“Urban Revival” features art by Phillip Thomas, Frank Oriti, Drew Ernst, Alfred Conteh, Gabriel Moreno and others. The paintings are a mix of contemporary narrative portraiture, imaginative realism and figuration, signaling a new direction for the gallery. Noteworthy in this regard are mixed media paintings by Jules Arthur.
Figurative at their core, each of Arthur’s collaged works presents a portrait as center subject. The painting is inset into a collaged surrounding that provides a narrative window into the world of each subject. Also included are objects of personal value to the person that provide further clues into their stories. While the collaged elements are compelling, it is the portrait that occupies center stage in each. With eyes that beg for a connection with viewers, Arthur’s work is easy to become enamored with and difficult to forget.
The same might be said of sculpture by Alfred Conteh. His pieces, along with the works of two other artists, signifies RJD Gallery’s move into presenting sculpture that stretches narrative figuration in unique ways. “Urban Revival” presents the work of three sculptors who are also new to the gallery: Gabriel Moreno, Veronique Guerrieri and Alfred Conteh. All figurative, the works could not be more different.
French sculptor Guerrieri’s ultra-contemporary pop sculptures are slick, eye-catching and expressive. Hard to miss is Lapinou (big-Rabbit) which promises a whimsical and unusual encounter. Spanish artist Gabriel Moreno’s work is subtler. The Fragility of the Beauty, a bronze bust that is hand etched, transforms the contemporary woman into mythology as Moreno explores female sensuality rising from both fragility and strength.
American artist Alfred Conteh’s sculptures in the “Tetnus” series on view have a rawness and energy that are impossible to miss. His work makes use of expressive lines that frequently surround or link abstracted figure(s). Filled with narrative wonder, the series symbolizes societal forces that destroy the collective consciousness.
According to the artist, these are visually emphasized by the decay, deterioration and patination of the steel the mixed media man made objects endure when exposed to the elements. These sculptures are displayed against the backdrop of Conteh's paintings which further exhibit the "visual toxins" and burdens of the African American experience.
His sculpture, Sink, was previously on view at the Clark Atlanta University Museum. Float was exhibited at the Harriet Tubman Museum in Macon, GA in 2015.

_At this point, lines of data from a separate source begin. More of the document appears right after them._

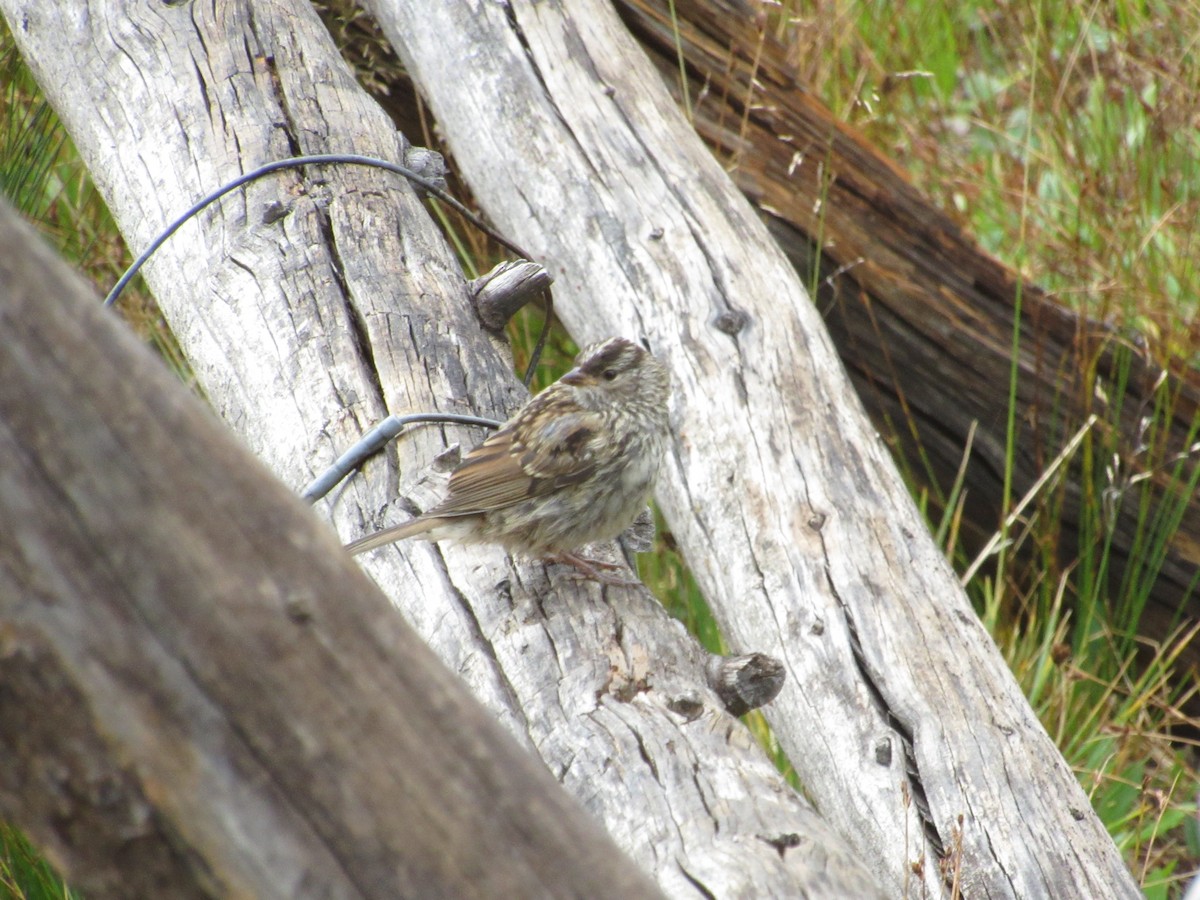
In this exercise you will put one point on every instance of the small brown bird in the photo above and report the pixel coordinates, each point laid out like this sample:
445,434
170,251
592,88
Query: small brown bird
574,466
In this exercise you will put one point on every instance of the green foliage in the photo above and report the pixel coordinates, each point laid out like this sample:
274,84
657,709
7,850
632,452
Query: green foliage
24,875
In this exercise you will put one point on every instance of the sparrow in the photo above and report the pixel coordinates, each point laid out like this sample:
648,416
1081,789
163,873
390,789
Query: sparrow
574,466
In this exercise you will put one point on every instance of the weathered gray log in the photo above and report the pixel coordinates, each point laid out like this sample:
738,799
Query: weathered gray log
201,695
303,328
786,504
923,318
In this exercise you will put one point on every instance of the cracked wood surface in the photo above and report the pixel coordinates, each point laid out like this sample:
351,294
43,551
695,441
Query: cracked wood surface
784,499
312,303
915,306
174,721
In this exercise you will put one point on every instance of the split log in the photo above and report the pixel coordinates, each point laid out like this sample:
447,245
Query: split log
899,714
310,305
201,695
923,319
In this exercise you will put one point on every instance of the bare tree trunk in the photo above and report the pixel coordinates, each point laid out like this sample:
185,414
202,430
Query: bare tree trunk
199,694
922,318
311,303
901,718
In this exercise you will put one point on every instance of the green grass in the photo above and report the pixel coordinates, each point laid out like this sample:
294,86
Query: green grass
1065,137
1062,136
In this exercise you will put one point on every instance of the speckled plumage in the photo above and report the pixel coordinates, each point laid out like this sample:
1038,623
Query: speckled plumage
574,466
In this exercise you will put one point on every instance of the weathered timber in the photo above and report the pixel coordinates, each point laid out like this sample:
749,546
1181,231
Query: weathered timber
306,328
898,713
201,695
923,318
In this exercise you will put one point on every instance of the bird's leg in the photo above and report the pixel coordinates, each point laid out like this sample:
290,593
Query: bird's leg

Conteh’s art is installed in conversation with paintings by Frank Oriti and Drew Ernst. Ernst’s paintings reveal another aspect of urban life, depicting modes of transportation clad in the gleaming steel of a train and a motorcycle. Ernst’s work is simple on the surface but contains complexity born from the conflict of energy and emotion, inviting viewers to become part of the oversized worlds presented in paint.
In addition to presenting a new slate of artists, “Urban Revival” contains an unusual element: it weaves painters into the mix from a planned show celebrating Black History Month that couldn’t be presented because of the gallery’s destruction. Originally planned in fall 2016, “One Love” was to feature art by Jules Arthur, Margaret Bowland and Phillip Thomas. Works by Bowland and Thomas were re-selected to develop the “Urban Revival” theme.
Margaret Bowland’s psychologically-charged paintings frequently portray “JJ,” a young African American girl donning white face that may be set in elaborate backgrounds. Shocking, compelling and difficult to look away from, the girl portrayed in the works give a human face to issues of race, beauty, gender and individuality. The works simultaneously explore the states of internal suffering, denial and fragility balanced by the qualities of resilience, affirmation, confidence and an intrinsic beauty that makes for art that’s difficult to forget.
Phillip Thomas’s art creates narrative tableaus that question social identity and challenge historical traditions.
Also on view are gallery artists, including Teresa Elliot, Margo Selski, Andrei Zadonne, Pamela Wilson, Salvatore Alessi, Jesse Lane and others. In addition to the painting in the gallery window, Andrea Kowch has a dedicated gallery of her own to present her prints. The gallery is located on the second floor.